Thursday, October 6, 2011

A Woman Under the Influence

1974, 155m, John Cassevetes

A family is a machine in which the family members like machine parts inter-mesh to produce effects between themselves and outwards. Variegation is the rule with families as with individuals. Tolstoi famously said that unhappy families are all unique. Dysfunctionality has a million hues and we are presented with a meticulously etched specimen.
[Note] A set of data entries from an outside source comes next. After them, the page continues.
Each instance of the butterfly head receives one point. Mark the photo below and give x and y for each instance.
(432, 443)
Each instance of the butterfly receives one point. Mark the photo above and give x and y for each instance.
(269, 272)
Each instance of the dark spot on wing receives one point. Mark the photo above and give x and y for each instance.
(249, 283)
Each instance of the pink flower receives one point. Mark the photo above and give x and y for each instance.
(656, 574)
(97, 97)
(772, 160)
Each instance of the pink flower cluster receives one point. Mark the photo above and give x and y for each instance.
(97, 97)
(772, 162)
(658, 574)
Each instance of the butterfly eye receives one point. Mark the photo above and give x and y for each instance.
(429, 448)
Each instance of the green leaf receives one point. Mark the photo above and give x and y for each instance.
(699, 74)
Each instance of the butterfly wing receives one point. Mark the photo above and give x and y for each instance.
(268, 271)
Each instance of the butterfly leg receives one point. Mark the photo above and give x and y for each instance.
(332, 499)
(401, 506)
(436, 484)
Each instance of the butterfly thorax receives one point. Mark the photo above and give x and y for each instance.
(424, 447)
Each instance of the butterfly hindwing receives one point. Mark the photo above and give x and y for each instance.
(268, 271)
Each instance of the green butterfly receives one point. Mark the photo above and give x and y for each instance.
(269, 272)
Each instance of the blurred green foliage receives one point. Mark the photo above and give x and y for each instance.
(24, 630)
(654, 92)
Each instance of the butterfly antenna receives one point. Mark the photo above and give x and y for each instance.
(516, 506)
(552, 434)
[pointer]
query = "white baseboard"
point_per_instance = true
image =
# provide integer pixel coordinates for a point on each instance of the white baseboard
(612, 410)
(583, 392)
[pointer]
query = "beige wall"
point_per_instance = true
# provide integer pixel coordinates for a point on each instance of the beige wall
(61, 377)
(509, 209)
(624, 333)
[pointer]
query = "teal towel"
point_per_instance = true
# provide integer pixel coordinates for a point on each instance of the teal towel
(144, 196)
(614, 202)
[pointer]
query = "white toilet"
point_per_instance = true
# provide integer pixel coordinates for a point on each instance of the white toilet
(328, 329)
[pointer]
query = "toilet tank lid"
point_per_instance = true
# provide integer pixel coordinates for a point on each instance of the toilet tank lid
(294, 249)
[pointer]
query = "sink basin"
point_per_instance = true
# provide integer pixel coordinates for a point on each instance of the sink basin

This film is about a family in which the two parents are severely disturbed even as they struggle with enormous effort to take care of their three children and each other. Love for the children is what spells their salvation from doom and despair. Somewhere down the story, the wife has to be committed for some time, but the tragi-comedy resumes on her return.  That they inhabit a brink of disaster becomes evident when the lady is upset enough to to try to do something to herself with a knife which is grappled loose resulting only in a bloody hand. It is as though they have a different sort of time, watchful and dangerous, where the inner house of cards has to be propped continuously to keep real peril at bay. The film ends on an uplifting note as it bypasses the possibility of tragedy. If there is a lesson, life itself is ultimate, and it is significant that the film affixes no demeaning labels.

2 comments:

Anonymous said...

I like the movie, though I should confirm how much I like it later. Cassavetes' films are a little bit acquired taste to me, but his best works grow on my mind after watching them. By the way, Looking back at this film, I wonder about how the children will reminisce about their parents. I think they will say they had very interesting childhood thanks to their never-boring parents.

S. M. Rana said...

This is his only one I have seen because I was intrigued by the subject matter. It is said that those who live in or close to privies stop noticing the bad smell in course of time. I think the situation depicted is one of uninterrupted suffering and the children would at bare minimum carry deep scars. But then life is so unencompassable, the worst soil can yield the best fruit.